Ha sido ponente el Magistrado D. Ignacio Echeverría Albacar.
Antecedentes
ACEPTANDO los antecedentes de hecho de la sentencia recurrida, y Primero.- La sentencia recurrida declaró probados los hechos siguientes: 'ÚNICO.- Resulta probado y así se declara que, en hora no concretada pero comprendida entre las 22:00 horas del 19 de febrero y las 02:00 horas del 20 de febrero de 2016, el acusado Eulalio , mayor de edad y con antecedentes penales no computables a efectos de reincidencia, se aproximó a la vivienda, propiedad de Marcial , ubicada en la CARRETERA000 de la localidad de Valls en la que se encontraba durmiendo la sra. Susana , a la sazón madre del propietario.Una vez allí, el acusado, guiado por el ánimo de beneficiarse a costa de lo ajeno y sirviéndose de una barra de hierro que tomó de una nave cercana, rompió uno de los barrotes de la reja de protección de una ventana de la planta baja y, posteriormente, la ventana corredera y persiana consiguiendo así acceder al interior de la vivienda, apoderándose de una tablet Sony Xperia, valorada en 171 €, y dos libretas bancarias de Catalunya Caixa nº NUM000 - reordenada con posterioridad en la cuenta del BBVA NUM001 y titularidad del sr. Marcial - y nº ES NUM002 -reordenada con posterioridad en la cuenta del BBVA NUM003 y titularidad de Susana - Posteriormente, el acusado, guiado nuevamente por el ánimo de beneficiarse a costa de lo ajeno, se dirigió a un cajero automático, ubicado en la Plaça del Patí n º10 de Valls y, sirviéndose del PIN que aparecía anotado junto a la libreta bancaria, realizó dos extracciones de efectivo de la cuenta nº NUM004 , titularidad de la sra.
Susana : una de 500 € a las 02:31 horas y otra de 300 € a las 02:37 horas; cantidades de las que se apropió en provecho propio.
Como consecuencia de la acción del acusado, se ocasionaron daños en la ventana de la vivienda pericialmente tasados en 973, 10 €. Los perjudicados reclaman'.

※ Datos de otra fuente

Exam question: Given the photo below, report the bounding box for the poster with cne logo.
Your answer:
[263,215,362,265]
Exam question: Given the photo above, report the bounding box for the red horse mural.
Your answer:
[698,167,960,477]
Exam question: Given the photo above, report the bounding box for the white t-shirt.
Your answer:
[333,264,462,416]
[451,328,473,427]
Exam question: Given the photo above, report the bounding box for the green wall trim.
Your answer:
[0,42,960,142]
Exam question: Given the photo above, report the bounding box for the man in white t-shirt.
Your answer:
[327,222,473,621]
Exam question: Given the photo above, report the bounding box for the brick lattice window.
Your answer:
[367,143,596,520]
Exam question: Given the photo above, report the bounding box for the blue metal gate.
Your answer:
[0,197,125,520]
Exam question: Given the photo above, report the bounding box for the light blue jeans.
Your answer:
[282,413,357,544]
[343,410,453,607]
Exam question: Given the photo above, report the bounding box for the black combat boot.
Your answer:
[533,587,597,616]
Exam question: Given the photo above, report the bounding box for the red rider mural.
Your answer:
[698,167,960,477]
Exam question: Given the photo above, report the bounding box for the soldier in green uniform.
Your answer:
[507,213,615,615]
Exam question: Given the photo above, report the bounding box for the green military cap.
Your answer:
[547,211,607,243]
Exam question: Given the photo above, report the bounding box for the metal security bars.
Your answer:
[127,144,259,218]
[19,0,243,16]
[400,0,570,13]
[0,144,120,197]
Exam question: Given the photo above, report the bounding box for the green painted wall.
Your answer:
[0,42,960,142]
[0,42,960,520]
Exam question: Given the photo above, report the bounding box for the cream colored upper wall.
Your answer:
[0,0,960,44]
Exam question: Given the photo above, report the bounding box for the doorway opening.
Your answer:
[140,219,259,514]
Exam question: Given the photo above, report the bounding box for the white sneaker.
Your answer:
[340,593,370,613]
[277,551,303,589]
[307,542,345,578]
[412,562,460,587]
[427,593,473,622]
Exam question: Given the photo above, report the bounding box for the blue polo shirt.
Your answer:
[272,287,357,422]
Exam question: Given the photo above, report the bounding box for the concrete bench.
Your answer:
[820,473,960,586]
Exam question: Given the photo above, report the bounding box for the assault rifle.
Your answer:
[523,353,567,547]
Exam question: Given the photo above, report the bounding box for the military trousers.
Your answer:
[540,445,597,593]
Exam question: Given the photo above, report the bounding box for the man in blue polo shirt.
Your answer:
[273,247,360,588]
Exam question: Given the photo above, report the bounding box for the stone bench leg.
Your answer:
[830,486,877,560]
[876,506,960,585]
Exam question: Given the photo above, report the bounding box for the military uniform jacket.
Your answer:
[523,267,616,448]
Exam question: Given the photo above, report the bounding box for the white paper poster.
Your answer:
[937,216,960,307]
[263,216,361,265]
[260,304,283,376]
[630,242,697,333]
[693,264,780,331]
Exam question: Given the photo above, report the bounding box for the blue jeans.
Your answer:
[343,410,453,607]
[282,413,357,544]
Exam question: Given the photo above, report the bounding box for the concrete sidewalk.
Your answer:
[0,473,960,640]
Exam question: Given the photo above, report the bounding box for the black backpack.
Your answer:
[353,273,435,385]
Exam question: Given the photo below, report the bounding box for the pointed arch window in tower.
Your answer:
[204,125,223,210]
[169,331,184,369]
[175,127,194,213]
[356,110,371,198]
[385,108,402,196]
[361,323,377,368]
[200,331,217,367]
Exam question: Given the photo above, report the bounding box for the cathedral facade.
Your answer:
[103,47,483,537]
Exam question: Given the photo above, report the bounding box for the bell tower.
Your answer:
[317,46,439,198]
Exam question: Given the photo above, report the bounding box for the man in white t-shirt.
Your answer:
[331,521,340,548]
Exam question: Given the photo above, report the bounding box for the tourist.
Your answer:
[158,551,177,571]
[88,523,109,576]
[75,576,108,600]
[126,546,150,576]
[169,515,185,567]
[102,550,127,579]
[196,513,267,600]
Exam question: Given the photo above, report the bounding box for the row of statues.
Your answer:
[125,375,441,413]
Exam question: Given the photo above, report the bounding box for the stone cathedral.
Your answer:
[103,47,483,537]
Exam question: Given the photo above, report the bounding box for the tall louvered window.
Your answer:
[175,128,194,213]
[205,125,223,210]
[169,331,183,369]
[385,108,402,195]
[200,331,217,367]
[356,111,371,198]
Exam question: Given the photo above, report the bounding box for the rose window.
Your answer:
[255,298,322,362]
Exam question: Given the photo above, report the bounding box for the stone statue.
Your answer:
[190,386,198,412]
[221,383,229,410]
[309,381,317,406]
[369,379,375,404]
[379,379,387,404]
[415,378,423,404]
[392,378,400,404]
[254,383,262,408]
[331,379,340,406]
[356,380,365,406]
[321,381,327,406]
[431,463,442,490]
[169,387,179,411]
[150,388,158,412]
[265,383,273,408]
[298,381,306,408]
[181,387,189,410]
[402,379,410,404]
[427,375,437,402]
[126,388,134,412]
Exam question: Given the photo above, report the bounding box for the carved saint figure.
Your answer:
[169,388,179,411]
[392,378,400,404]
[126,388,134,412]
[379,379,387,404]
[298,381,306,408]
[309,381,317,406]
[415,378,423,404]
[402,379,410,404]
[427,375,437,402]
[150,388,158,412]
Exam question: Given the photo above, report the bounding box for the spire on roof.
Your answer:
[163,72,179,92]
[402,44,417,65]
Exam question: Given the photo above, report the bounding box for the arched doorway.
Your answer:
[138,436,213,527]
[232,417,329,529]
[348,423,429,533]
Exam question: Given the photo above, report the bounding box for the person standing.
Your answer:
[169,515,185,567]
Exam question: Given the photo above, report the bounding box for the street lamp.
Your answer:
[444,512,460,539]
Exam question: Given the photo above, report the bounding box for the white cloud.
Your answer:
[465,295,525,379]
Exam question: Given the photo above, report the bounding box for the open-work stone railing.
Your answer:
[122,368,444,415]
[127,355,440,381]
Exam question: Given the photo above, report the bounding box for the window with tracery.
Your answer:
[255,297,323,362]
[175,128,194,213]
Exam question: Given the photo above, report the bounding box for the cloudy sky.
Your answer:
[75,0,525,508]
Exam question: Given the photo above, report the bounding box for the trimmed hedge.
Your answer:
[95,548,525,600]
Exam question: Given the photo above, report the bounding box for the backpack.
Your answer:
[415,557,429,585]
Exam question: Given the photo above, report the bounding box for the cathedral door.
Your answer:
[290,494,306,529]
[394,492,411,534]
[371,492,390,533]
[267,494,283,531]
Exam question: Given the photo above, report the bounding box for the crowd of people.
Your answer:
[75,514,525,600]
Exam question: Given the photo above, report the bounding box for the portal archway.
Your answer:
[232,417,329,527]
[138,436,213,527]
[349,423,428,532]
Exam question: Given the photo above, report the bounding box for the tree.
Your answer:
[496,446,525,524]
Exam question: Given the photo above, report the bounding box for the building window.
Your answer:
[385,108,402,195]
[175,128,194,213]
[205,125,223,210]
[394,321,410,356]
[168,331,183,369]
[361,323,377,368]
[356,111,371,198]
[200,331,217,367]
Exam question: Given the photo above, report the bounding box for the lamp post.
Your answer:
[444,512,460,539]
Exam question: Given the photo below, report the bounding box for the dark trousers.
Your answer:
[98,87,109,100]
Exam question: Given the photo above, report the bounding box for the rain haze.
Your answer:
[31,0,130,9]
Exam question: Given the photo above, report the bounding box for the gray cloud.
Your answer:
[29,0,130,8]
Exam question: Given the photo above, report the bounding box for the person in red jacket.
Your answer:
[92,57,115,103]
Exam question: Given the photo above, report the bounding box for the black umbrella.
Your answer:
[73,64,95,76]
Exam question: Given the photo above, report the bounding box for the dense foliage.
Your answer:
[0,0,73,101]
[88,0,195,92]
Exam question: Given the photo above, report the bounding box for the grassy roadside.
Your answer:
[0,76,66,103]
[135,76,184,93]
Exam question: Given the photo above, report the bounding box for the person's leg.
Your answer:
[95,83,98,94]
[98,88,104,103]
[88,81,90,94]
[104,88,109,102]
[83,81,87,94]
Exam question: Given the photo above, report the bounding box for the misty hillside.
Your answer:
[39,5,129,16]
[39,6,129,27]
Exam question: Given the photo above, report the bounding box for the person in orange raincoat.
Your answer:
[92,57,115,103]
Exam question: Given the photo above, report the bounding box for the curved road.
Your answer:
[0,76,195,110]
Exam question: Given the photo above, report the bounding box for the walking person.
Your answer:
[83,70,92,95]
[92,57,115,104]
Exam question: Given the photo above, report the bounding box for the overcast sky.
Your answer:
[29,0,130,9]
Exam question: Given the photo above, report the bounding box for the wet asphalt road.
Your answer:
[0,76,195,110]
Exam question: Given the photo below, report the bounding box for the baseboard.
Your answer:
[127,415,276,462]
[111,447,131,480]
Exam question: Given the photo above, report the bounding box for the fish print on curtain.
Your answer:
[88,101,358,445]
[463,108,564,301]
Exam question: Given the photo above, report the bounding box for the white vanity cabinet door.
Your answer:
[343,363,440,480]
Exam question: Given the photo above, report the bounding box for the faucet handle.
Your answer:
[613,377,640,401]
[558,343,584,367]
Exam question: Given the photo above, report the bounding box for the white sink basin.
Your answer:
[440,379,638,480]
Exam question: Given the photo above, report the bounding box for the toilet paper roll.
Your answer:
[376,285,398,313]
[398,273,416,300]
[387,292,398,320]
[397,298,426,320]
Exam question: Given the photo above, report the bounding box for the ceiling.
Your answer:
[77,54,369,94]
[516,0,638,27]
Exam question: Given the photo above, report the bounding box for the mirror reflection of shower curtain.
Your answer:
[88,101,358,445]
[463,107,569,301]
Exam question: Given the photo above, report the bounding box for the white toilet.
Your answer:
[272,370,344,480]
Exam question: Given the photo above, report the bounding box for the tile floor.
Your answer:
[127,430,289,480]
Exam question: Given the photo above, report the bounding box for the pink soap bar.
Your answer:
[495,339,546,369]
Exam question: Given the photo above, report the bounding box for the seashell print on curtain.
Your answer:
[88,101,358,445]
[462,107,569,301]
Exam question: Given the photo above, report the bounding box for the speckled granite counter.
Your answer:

Segundo.- Dicha sentencia contiene el siguiente fallo: 'Que DEBO CONDENAR al acusado Eulalio como autor de un delito de robo con fuerza en las cosas en casa habitada de los arts. 237 , 238. 2 º y 241 Código penal , con la concurrencia de la circunstancia atenuante analógica de drogadicción del artículo 21.7ª en relación con el artículo 21.1 ª y 20. 2ª, todos del Código Penal , a las penas de DOS AÑOS DE PRISIÓN, con la accesoria legal de inhabilitación especial para el derecho de sufragio pasivo durante el tiempo de la condena y abono de costas procesales.
Que DEBO CONDENAR al acusado Eulalio como autor de un delito de estafa de los arts. 248.2º c) y 249 Código penal , con la concurrencia de la circunstancia atenuante analógica de drogadicción del artículo 21.7ª en relación con el artículo 21.1 ª y 20.2ª, todos del Código Penal , a las penas de SEIS MESES DE PRISIÓN, con la accesoria legal de inhabilitación especial para el derecho de sufragio pasivo durante el tiempo de la condena y abono de costas procesales.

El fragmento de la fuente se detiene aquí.